Historicizing “Femme” in the Queer Vernacular

(A discussion of “Butch” and “Femme” Men.)
This reminds me a little bit of that episode of “This American Life” about sissies where Dan Savage talks about gay men policing masculinity within the queer community. He celebrates femme guys in that segment as hot and brave.
“It seems that a quote referring to femmes as girls angered some of the trans men in the community, and led to a discussion of transphobia in the femme community, as well as — and this is where it involves me directly — a discussion of variously male-identified folks who identify as femme, and whether that is okay. […]

However, I think they err in suggesting that queer men, specifically, who call themselves femme must be appropriating the identity from the specific, modern primarily queer female femme culture. Queer men have been calling each other butch or femme for ages. I was called “femme” by others ever since I came out, often in tones of high insult. One of the first books I read as I was coming out, and probably the first place I came across the word, was The Unofficial Gay Manual by Kevin DiLallo, a rather terrible guide to normative gayness, that uses the words “butch” (as a compliment) and “femme” (as an insult). It was published in 1994.

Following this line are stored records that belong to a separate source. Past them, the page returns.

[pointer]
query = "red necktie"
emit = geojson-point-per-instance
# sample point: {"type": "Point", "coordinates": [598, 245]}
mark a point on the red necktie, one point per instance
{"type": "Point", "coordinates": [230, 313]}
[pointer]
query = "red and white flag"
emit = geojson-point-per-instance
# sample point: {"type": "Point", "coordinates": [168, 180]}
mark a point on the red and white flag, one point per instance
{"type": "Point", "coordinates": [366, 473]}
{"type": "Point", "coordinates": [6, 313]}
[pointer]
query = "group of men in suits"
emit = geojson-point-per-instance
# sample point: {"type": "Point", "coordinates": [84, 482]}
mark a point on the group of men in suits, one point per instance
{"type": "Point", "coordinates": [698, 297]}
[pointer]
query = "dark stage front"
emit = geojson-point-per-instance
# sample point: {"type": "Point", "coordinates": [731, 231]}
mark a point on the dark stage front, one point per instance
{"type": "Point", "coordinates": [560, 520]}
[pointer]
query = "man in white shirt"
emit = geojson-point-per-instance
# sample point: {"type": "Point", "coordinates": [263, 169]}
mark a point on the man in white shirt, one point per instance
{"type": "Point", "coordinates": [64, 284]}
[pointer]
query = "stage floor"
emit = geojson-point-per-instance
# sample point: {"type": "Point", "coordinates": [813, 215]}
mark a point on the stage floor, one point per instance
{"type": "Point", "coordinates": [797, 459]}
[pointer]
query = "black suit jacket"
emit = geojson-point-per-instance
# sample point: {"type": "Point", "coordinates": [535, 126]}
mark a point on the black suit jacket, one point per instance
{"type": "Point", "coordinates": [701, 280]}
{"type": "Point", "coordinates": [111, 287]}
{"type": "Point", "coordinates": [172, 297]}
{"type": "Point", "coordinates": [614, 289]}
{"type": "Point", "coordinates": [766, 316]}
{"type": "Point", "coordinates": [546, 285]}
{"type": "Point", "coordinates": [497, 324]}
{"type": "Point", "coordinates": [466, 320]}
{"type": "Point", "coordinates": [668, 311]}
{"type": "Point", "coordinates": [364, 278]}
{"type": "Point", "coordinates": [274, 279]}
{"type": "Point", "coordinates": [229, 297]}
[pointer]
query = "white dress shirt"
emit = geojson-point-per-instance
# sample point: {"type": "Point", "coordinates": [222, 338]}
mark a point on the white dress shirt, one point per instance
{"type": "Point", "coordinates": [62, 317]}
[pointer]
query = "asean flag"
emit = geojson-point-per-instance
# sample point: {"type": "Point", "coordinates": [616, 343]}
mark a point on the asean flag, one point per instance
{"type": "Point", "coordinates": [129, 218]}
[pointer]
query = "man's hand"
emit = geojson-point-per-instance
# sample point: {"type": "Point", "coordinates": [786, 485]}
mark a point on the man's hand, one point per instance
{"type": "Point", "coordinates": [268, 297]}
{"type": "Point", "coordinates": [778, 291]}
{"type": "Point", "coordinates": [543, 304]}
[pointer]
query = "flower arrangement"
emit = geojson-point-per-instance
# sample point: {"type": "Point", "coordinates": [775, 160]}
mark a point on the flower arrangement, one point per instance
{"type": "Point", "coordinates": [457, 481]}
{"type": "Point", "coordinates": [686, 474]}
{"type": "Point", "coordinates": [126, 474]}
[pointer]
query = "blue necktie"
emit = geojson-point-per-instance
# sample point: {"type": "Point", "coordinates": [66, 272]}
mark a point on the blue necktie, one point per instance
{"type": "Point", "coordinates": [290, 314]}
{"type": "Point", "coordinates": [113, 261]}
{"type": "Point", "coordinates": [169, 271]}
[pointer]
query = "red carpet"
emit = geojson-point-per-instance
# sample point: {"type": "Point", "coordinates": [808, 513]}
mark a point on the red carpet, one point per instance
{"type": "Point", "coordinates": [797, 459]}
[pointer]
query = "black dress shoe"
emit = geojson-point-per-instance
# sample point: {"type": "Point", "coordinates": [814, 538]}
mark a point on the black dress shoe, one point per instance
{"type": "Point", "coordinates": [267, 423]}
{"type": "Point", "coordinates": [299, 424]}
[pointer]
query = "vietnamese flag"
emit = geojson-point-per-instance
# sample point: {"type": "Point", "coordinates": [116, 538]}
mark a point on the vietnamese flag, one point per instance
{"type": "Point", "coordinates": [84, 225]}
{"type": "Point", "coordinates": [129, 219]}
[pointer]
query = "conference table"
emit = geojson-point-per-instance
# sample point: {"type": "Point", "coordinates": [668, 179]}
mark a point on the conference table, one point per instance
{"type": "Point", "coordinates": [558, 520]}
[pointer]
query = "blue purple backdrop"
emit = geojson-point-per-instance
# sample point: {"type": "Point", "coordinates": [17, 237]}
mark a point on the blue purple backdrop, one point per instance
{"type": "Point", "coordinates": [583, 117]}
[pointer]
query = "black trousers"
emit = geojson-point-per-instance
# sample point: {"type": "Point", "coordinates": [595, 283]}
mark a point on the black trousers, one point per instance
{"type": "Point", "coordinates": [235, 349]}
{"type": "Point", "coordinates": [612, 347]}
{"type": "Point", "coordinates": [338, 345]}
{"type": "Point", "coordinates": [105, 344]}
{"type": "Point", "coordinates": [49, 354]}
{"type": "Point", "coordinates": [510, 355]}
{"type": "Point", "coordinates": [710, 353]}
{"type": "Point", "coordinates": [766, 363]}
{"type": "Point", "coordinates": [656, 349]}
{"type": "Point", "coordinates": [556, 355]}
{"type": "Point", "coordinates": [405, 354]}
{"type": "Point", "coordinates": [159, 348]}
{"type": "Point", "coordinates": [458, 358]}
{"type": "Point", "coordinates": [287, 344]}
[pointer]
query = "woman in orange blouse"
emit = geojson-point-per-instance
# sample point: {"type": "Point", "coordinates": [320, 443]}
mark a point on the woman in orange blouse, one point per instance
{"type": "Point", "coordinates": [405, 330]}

I’ve since discovered that gay men have been using the words butch and femme much earlier than that. “Femme” is an entry in The Queens’ Vernacular: A Gay Man’s Lexicon by Bruce Rodgers, published in 1972, referring to both lesbians and to gay men. The latter definition is marked “dated,” suggesting that it had existed still earlier. “Butch” is also an entry, with the meaning “masculine heterosexual man” dated to the 1940s. As femme men’s star fell in the 1970s, “fem” became also one of the many epithets flung at effeminate men in Craig Alfred Hanson’s virulent screed “The Fairy Princess Exposed,” in Karla Jay and Allen Young, Out of the Closets: Voices of gay liberation, also published in 1972.
I’m not able to determine from these resources whether the word “femme” originated in the queer women’s or queer men’s community. (Couldn’t it have been both at the same time? I don’t think they were always as separate as they can be now.) But the point is that there is a history of gay men using “femme” (and “butch”) for decades, well before the rise of the modern femme community. Accordingly, I think I have a good reason to think of the word “femme” as part of my cultural heritage as a queer man; that’s certainly how I received it in the first place.”